The Securities and Exchange Commission has issued an Order Instituting Administrative Proceedings against Next Financial regarding Next's transition practices. The SEC has alleged a violation of Regulation S-P regarding customer privacy. It is strange to see the SEC get involved in recruiting matters, but there's a twist here that should have been obvious, but apparently wasn't.
According to the SEC, Next has a "transition team" whose responsibility it was to help new brokers join the firm. No problem there. Next's team had a spreadsheet which the incoming brokers were supposed to fill out. The spreadsheet asked for more information than is necessary to facilitate a transfer, but still no big deal.
So why is the SEC involved?

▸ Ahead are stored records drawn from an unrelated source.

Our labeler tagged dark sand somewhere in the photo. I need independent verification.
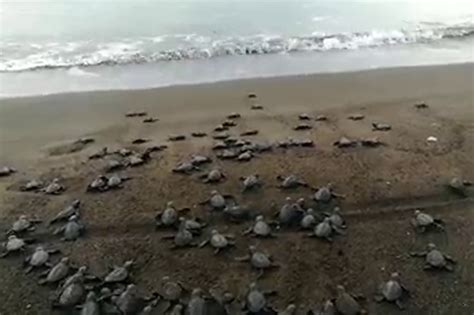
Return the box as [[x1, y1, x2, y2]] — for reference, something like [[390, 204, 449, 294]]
[[0, 63, 473, 314]]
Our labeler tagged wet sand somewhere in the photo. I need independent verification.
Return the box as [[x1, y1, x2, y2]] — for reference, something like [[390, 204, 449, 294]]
[[0, 63, 473, 314]]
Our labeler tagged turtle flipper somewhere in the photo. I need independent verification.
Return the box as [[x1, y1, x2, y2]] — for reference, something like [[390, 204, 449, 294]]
[[234, 255, 251, 262], [373, 294, 384, 303]]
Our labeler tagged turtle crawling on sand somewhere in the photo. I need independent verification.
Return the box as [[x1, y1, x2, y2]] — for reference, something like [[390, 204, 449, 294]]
[[20, 179, 43, 192], [50, 200, 81, 225], [104, 260, 134, 284], [276, 197, 305, 227], [313, 185, 344, 203], [0, 235, 29, 258], [190, 154, 212, 166], [372, 122, 392, 131], [155, 201, 189, 228], [7, 215, 41, 234], [294, 123, 312, 131], [277, 175, 308, 189], [0, 166, 16, 177], [235, 245, 279, 278], [191, 131, 208, 138], [411, 209, 444, 232], [162, 218, 197, 249], [360, 137, 384, 147], [200, 190, 234, 211], [300, 208, 317, 230], [126, 111, 147, 117], [80, 291, 101, 315], [251, 104, 264, 110], [414, 102, 429, 109], [447, 177, 471, 196], [240, 174, 263, 192], [241, 129, 259, 136], [307, 218, 344, 242], [199, 229, 236, 254], [43, 178, 65, 195], [54, 272, 86, 308], [87, 176, 108, 192], [223, 204, 255, 222], [348, 114, 365, 121], [38, 257, 71, 285], [227, 112, 241, 119], [410, 243, 456, 272], [244, 282, 276, 314], [132, 138, 150, 144], [89, 147, 108, 159], [200, 168, 226, 184], [173, 161, 200, 174], [168, 134, 186, 141], [333, 137, 357, 148], [24, 246, 58, 273], [53, 215, 85, 241], [243, 215, 276, 238], [374, 272, 410, 310], [143, 117, 158, 123]]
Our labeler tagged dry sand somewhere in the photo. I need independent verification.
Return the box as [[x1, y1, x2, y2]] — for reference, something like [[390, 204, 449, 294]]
[[0, 63, 473, 314]]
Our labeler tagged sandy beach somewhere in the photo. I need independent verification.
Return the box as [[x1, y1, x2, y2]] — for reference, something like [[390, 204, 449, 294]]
[[0, 63, 473, 314]]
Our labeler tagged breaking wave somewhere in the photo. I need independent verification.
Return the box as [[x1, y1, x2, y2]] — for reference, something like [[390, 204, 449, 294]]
[[1, 23, 473, 72]]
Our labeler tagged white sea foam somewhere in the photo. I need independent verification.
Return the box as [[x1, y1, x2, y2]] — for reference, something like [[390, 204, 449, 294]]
[[67, 67, 99, 77], [0, 22, 472, 72]]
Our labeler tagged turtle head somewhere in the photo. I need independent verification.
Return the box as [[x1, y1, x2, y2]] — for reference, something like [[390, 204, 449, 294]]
[[8, 235, 17, 240], [223, 292, 235, 303], [249, 282, 258, 290], [333, 207, 341, 214], [427, 243, 436, 250], [61, 257, 70, 264], [167, 201, 174, 208], [178, 217, 185, 222], [323, 217, 331, 223], [126, 284, 137, 294], [35, 246, 44, 252], [211, 190, 218, 196], [142, 306, 153, 314], [72, 200, 81, 208], [285, 196, 291, 202], [78, 266, 87, 273], [307, 208, 314, 215], [100, 287, 111, 296], [69, 215, 78, 222], [390, 272, 400, 280], [19, 214, 28, 220], [256, 215, 264, 222], [414, 209, 421, 215], [248, 245, 257, 253], [162, 276, 170, 283], [296, 198, 305, 206], [173, 305, 184, 312], [192, 288, 202, 297], [211, 229, 218, 235]]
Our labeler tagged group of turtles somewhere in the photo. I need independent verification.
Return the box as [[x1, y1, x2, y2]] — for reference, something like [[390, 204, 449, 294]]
[[1, 97, 472, 314]]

According to the filing, Next employees would access the "losing" firm's computer system and access their customer records. How did they accomplish this? Using the usernames and passwords of the incoming brokers, that's how. Did anyone at Next think this was appropriate? Of course it wasn't. A monkey living in a tree would know that this was inappropriate.
There are areas in the recruiting venue where the SEC has been the equivalent of the piano player in a bordello "You mean this is a house of ill-repute?" Customer information has moved between firms for years and years. This is the way business has been done. Next, as far as getting this information from its recruits in anticipation of their arrival, was doing nothing out of the ordinary.
Accessing another firm's computer system is a whole different story. There are legal implications that are far greater than just a Regulation S-P violation, such as legislation, Federal and State, protecting firms against unauthorized use of their computers by outsiders or hackers. In law school we were taught that bad cases make bad law. This could be a bad case and the fallout could affect the entire securities industry.
That's the view from The Law Planet - Jupiter, Florida.